# Questions for those with a Critter Nation



## TachisMom (Oct 17, 2012)

So, we are looking into making the leap into a Critter Nation cage! But I have a question which I cannot seem to find an answer to anywhere. With the number of rats we have, I would like to have the girls in the top half (of the Double Critter Nation), with the boys on the bottom (or vise versa). But there seems to be an opening in between the levels to make it one very large cage.

So, to those who have one, is there a good way to close off this opening, or do I need to buy a single critter nation with an add on? Thanks in advance for an answer


----------



## LightningWolf (Jun 8, 2012)

I don't have one, but You can buy a bottom pan to separate them in to two areas. Like this (It's for a ferret nation though) - http://www.ferret.com/item/replacement-pan-for-ferret-nation-bottom-pan/630504/

However it's expensive, what I've seen some people do is take the ramps and zip tie them to the bottom of the opening and cover the wire floor with fleece or a towel then put the pan on top of it.

You could also make a coroplast pan which would be cheaper then buying the bottom pan.

Some also use heavy pieces of tile or brick bigger then the opening to seal it off. (Some do this along with the zip-tieing ramp under neath it trick to make sure they really can't get through it)

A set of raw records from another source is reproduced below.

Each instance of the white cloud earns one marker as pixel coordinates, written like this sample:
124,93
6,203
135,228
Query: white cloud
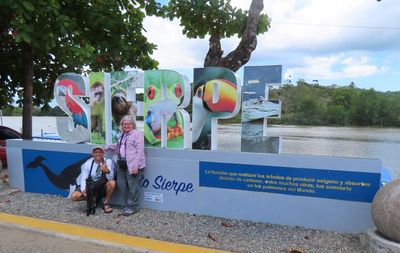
174,50
334,67
312,39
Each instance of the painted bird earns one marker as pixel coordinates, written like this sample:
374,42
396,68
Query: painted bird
214,97
78,115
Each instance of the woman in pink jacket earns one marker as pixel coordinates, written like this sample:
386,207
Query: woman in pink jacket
131,162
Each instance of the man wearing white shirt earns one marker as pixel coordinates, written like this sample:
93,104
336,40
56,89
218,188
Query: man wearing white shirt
102,172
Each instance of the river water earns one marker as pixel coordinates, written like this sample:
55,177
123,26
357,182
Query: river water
360,142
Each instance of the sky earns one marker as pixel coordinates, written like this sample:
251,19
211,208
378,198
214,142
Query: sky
324,41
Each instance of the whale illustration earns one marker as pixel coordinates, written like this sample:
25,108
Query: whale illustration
66,178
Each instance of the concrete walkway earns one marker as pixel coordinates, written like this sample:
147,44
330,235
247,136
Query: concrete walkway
25,234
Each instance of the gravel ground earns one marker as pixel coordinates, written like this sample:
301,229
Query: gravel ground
204,231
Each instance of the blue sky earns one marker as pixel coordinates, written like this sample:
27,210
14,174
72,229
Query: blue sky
334,42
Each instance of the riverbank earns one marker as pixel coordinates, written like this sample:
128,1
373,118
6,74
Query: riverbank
205,231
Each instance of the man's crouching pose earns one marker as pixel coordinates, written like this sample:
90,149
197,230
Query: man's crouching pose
102,172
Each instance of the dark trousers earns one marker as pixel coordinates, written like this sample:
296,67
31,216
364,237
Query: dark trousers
129,187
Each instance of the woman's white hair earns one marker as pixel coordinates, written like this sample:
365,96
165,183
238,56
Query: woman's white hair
129,118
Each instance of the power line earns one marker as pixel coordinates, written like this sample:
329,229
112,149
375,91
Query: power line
336,26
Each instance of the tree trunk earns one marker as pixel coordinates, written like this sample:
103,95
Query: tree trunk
28,92
241,55
215,52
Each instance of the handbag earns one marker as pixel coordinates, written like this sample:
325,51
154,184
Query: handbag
122,165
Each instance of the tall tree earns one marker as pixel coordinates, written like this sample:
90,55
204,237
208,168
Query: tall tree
40,39
218,19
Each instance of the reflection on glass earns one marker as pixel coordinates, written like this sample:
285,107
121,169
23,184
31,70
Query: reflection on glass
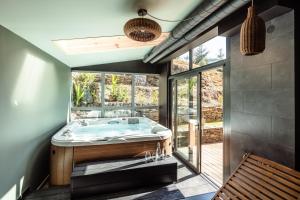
146,90
118,89
84,114
180,64
209,52
86,89
151,113
117,113
212,124
186,120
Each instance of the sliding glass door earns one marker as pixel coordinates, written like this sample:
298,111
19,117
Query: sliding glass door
212,124
186,119
197,121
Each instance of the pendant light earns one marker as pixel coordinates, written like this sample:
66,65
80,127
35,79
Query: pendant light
253,34
142,29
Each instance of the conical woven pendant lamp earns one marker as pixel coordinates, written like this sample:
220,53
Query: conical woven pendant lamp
253,34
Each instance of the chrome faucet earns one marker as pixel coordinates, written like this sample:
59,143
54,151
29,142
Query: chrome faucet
83,123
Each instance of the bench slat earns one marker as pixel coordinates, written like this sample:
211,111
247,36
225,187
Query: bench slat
259,178
274,176
271,181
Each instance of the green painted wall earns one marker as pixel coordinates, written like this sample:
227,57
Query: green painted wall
34,96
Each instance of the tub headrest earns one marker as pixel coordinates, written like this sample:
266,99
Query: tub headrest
133,121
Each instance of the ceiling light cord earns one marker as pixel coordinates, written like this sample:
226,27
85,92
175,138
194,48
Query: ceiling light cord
166,20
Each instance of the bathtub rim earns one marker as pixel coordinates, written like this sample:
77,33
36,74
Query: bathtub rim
160,135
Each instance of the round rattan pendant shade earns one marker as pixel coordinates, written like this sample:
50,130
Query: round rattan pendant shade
142,29
253,34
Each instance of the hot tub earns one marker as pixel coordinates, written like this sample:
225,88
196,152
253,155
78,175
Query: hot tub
102,139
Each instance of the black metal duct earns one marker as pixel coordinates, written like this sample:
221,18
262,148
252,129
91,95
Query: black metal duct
188,30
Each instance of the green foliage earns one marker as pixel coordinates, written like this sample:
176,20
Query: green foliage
84,89
118,93
221,54
192,83
154,97
78,94
220,100
199,56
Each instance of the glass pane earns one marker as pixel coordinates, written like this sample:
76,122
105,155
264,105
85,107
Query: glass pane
187,123
117,113
212,124
86,89
146,90
82,114
149,113
180,64
118,89
209,52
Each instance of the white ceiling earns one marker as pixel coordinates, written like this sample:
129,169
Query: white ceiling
42,21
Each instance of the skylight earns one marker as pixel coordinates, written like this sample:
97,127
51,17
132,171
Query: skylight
101,44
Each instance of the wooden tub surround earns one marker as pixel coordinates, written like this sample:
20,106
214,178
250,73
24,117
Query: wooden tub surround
64,158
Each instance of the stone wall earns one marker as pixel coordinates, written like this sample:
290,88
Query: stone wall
262,96
212,114
212,135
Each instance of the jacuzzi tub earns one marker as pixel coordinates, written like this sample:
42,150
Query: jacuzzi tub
110,131
104,139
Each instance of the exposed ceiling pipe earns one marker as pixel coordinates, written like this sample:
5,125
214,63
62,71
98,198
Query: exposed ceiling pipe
199,14
200,28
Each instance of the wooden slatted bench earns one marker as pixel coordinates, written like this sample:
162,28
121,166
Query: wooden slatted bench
259,178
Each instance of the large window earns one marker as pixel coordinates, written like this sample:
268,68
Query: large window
209,52
181,63
97,95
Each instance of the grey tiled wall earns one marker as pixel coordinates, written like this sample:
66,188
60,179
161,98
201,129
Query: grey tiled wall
262,96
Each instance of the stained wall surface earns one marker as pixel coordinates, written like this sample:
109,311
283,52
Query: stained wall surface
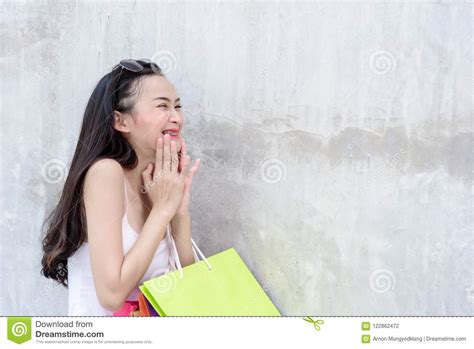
335,138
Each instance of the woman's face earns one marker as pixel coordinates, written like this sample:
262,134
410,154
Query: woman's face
157,109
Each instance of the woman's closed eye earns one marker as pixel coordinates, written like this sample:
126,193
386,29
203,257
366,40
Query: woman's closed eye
165,106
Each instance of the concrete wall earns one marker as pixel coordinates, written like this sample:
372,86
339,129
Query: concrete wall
335,138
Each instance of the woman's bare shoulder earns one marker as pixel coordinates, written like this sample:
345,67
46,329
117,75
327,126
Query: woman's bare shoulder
104,172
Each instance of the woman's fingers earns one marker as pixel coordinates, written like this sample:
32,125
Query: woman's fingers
166,154
183,155
174,157
184,167
146,176
159,158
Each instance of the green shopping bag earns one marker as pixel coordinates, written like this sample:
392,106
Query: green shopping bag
217,286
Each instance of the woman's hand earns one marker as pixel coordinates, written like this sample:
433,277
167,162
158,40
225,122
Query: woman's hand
183,209
163,183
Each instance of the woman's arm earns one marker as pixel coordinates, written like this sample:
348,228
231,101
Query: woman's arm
116,275
181,229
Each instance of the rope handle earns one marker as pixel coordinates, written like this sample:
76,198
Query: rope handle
194,247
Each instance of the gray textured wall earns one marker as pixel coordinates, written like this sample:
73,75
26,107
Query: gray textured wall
336,141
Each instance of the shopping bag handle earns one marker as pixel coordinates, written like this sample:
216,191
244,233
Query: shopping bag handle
194,246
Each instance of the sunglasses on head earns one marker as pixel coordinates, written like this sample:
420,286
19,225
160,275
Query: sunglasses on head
137,65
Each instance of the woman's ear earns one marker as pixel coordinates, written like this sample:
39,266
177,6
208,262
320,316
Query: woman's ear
120,122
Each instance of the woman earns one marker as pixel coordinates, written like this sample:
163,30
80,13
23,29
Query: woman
128,186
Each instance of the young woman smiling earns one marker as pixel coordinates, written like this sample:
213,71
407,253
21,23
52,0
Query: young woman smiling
126,196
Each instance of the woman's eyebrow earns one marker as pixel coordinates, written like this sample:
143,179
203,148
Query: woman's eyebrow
166,99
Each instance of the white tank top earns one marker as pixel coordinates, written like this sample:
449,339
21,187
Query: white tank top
81,290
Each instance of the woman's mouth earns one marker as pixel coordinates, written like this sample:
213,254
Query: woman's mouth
174,134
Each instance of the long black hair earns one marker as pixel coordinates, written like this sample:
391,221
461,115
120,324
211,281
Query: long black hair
98,139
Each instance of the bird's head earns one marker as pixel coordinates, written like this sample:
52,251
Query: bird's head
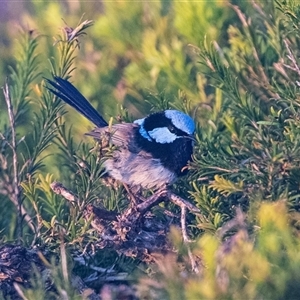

I'm sure there are other more "professional" ways though. These are just what I know of, or make sense. I'm sure someone with a critter nation like this can give you a more descriptive answer.


----------



## TachisMom (Oct 17, 2012)

Thank you for your answer! Where I would be separating males and females I wouldn't want to take any chances....NO BABIES!


----------



## Nenn (Nov 13, 2007)

we have a ladder blocking the way, I dont know how to explain it xD

The ladder is attached to the wall, and then lifted up, and hooked with a hook, but it could be done with some wire aswell 
and then we just switched our bottom pan, with the upper one. So that no feet were bitten 

http://i.ebayimg.com/t/Lot-of-3-Midwest-Ferret-Nation-Critter-Nation-Ramps-Ladders-Replacement-Extra-/00/s/MTIwMFgxNjAw/$T2eC16h,!)QE9s3HG+UyBQNCpYRPIw~~60_12.JPG


----------



## Poodlepalooza (Aug 9, 2012)

Yes, the double is made so that the ladder can close off the opening when used as two living areas. No need to incur expense of buying a single and add on unit as that is typically more expensive than the double unit. I close mine 3 girls I one section or another when I clean the cage & change all the liners and have never had anyone get through to the other level when closed off!


----------



## TachisMom (Oct 17, 2012)

Thank you all so much for your input! I didn't want to spend the money and find out that I needed to buy a single with an add on. To be honest, i would love to buy two, one for the boys and one for the girls, but space does not allow for such things


----------